When do we become good?

97560On a recent episode of NPR’s “This American Life,” this question was posed: “When do people become bad?” A professor very wisely replied that he thought that this was the wrong question.

He offered instead that the question should be: When do people become good?

I think I agree. Perhaps our focus on the “bad choices” we make–that others make–is a mistake.

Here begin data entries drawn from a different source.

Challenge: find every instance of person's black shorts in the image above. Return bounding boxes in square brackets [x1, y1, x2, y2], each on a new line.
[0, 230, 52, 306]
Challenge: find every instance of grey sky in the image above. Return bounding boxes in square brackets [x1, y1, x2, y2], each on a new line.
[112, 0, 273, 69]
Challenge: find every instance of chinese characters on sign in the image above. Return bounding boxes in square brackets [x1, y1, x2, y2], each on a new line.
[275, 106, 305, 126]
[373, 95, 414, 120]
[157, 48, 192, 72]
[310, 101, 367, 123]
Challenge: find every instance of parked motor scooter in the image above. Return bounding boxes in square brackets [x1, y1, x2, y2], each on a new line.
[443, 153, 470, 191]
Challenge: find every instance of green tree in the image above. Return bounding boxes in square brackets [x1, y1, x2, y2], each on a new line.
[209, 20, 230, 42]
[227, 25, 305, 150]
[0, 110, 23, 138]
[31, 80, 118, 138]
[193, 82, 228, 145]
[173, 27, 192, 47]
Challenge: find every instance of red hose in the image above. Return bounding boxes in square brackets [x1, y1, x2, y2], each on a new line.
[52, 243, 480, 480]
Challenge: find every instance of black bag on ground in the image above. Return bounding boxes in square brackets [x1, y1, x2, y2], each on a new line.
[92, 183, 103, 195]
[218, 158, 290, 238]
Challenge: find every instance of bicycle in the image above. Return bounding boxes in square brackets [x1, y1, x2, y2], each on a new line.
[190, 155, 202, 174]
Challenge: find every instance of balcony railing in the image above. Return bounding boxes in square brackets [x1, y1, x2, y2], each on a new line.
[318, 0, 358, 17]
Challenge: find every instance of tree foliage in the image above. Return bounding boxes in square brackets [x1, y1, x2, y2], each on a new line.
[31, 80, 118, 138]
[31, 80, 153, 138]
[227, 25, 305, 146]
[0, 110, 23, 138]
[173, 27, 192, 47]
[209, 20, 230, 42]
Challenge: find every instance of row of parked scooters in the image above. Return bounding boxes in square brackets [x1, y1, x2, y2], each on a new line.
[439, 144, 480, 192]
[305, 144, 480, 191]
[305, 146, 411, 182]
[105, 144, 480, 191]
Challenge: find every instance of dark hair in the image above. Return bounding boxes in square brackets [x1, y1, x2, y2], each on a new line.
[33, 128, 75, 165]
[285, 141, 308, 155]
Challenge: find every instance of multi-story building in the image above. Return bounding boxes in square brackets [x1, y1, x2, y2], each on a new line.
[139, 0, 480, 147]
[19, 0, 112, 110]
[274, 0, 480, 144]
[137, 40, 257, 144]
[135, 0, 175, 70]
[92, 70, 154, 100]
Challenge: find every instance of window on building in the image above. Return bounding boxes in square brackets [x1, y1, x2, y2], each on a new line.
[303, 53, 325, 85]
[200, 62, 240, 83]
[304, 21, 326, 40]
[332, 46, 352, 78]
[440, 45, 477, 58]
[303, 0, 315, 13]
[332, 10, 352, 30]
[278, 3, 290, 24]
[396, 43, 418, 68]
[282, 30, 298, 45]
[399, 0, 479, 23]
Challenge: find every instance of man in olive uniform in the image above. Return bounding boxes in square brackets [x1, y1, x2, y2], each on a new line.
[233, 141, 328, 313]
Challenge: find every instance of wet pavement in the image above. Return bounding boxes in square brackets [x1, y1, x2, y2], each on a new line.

When we divide ourselves up according to that criteria, maybe we’re missing the more important building blocks of life: good choices.

We are born to be concerned only about self.  We feel we must worry about what is best for ME.  After all, who else will?  It often seems that the preservation of Self is paramount.

But if we open a window to the possibility that our personal purpose is rooted in a notion of care for, in protection of, or in sacrifice for someone else–then the silliness of life transforms into a scared task with which we have been privileged.

Gifted.

And blessed.

I certainly have been caught in the selfishness trap in the past.  And every time, the emancipating moment emerges from the intersection of self-respect and compassion-for-others.

There is indeed danger in dwelling in one camp or the other (that is the camp of self-respect or the camp of compassion).

So what we are left with is this question: When do we become good?

It seems we are constantly looking over each other’s shoulders–in social media, in politics, at work, in families, at parties, and at church–looking for evidence of evil.

What if we transitioned to looking for good?

For me, the God-piece helps give language to this notion. What works for you?